All the News that's Fit to Print...
Recently came across something very telling, and justa little too funny, in the Staten Island Advance last week. For those of you who do not know it, the Advance is the local Newhouse Fishwrap for us, the woebegotten residents of Staten Island, NY. It's a local paper full of stuff like wedding announcements, feel-good pap from the local neighborhoods and advertisements for local businesses. If it wasn't for the comics, it would not be worth reading at all.
Anyway, the Advance does try, at least, to look like a real newspaper. It carries AP reports on just about everything, or occasionally, has a reporter of it's own write something. One of these reporters recently was detailed to cover a story in which a local couple's home was raided by police and federal agents (April 29th edition). The authorities found a virtual arsenal inside the home, weapons, ammunition, and even some minor explosives.
Somewhere in this story, however, the reporter (Jeff Hemmel) somehow decided that this little tidbit of information was relevant to the story. I quote:
"Politically, Boschi (one of the suspects) is a registered member of the Conservative Party."
Why is that in there? How did that get through the editorial process? The answers, of course, have nothing to do with the press and their first duty to humanity, which is to disseminate information, but has everything to do with the media's belief that they have a sacred duty to shape public opinion the right way. They're way.

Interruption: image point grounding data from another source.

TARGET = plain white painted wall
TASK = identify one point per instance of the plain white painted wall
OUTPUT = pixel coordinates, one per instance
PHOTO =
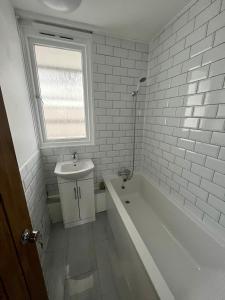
(14, 87)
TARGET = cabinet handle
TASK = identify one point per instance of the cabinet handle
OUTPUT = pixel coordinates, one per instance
(75, 192)
(79, 192)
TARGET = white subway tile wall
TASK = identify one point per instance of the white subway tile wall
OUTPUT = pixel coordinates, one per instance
(184, 125)
(117, 66)
(32, 177)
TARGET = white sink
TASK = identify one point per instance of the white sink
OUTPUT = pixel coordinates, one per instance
(71, 170)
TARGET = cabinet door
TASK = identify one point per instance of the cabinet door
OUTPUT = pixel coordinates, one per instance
(69, 202)
(86, 195)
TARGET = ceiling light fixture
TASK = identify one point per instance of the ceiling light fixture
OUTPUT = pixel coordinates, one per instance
(62, 5)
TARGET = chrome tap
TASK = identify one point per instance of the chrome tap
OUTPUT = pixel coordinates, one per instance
(75, 157)
(124, 173)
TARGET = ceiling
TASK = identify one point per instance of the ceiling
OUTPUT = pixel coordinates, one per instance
(129, 19)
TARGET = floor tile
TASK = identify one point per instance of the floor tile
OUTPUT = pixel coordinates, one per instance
(81, 251)
(81, 263)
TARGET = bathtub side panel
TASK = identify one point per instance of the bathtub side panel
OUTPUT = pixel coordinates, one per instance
(133, 270)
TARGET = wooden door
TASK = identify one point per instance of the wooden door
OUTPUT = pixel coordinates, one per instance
(20, 270)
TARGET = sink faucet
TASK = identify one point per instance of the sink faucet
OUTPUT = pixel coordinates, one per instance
(75, 157)
(124, 173)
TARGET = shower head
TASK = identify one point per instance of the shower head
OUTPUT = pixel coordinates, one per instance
(141, 80)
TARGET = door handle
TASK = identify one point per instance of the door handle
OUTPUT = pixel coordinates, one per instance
(75, 192)
(31, 237)
(79, 192)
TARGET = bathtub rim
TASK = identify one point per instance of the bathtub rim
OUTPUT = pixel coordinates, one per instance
(159, 283)
(152, 270)
(215, 234)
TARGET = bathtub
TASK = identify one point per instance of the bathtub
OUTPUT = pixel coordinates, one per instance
(165, 253)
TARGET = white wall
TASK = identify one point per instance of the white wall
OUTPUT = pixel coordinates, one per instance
(13, 85)
(184, 136)
(117, 66)
(16, 98)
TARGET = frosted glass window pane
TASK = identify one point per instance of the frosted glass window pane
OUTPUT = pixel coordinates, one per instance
(62, 92)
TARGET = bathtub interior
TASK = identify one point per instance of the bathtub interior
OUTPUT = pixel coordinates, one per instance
(183, 251)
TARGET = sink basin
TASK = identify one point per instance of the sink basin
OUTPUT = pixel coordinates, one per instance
(71, 170)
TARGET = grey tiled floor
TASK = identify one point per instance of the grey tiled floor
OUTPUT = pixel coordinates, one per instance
(82, 264)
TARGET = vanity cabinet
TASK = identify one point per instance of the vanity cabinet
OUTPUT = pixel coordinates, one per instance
(77, 201)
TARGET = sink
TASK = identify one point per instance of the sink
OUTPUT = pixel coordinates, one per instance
(74, 170)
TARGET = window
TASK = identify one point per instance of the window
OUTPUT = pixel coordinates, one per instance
(61, 75)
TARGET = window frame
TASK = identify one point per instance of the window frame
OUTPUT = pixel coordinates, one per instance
(52, 36)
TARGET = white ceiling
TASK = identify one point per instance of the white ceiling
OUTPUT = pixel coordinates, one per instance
(131, 19)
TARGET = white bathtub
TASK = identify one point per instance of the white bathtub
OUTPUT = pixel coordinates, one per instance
(178, 256)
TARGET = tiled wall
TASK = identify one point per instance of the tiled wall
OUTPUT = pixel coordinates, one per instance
(34, 187)
(117, 66)
(184, 139)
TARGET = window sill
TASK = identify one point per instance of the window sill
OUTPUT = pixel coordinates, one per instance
(66, 144)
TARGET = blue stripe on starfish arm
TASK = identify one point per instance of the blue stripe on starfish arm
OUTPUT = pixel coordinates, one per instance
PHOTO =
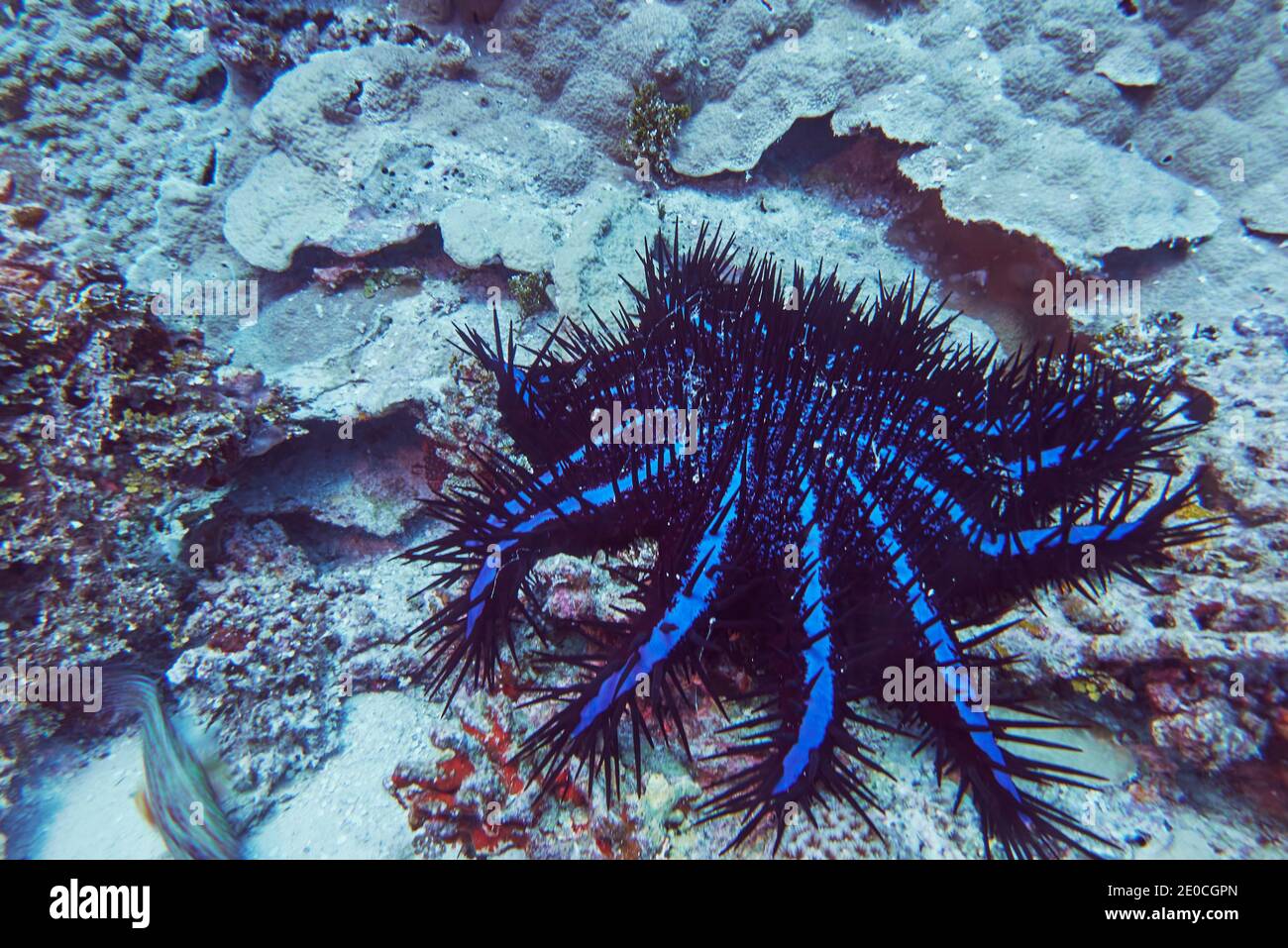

The message from this one line is, simply: All conservatives are gun-wielding, ammo hoarding fanatics, secretly stockpiling arms and explosives to begin a counter-revolution that will send us back to the ghastly days before Jimmy Carter. Conservative are evil mental cases that have no regard for anyone but themselves and who would endanger an entire neighborhood by having a houseful of guns and ammo.
Mr. Hemmel is probably just trying to advance (no pun intended) his career; perhaps you must prove your liberal credentials to the New York Times or something like that. What better way than to make sure that your work includes irrelevant information, but irrelevant information that makes a political statement?
I myself never read the Staten Island Advance because it's a piece of crap with political pretense on every page, and never would have seen this story if I didn't have to take a dump at my sister's house and grabbed the first newspaper that came into view. Just my luck it was a week old, I guess.
The media is clueless. They continue to be obvious with their insanity and then wonder why no one buys newspapers or watches network news anymore.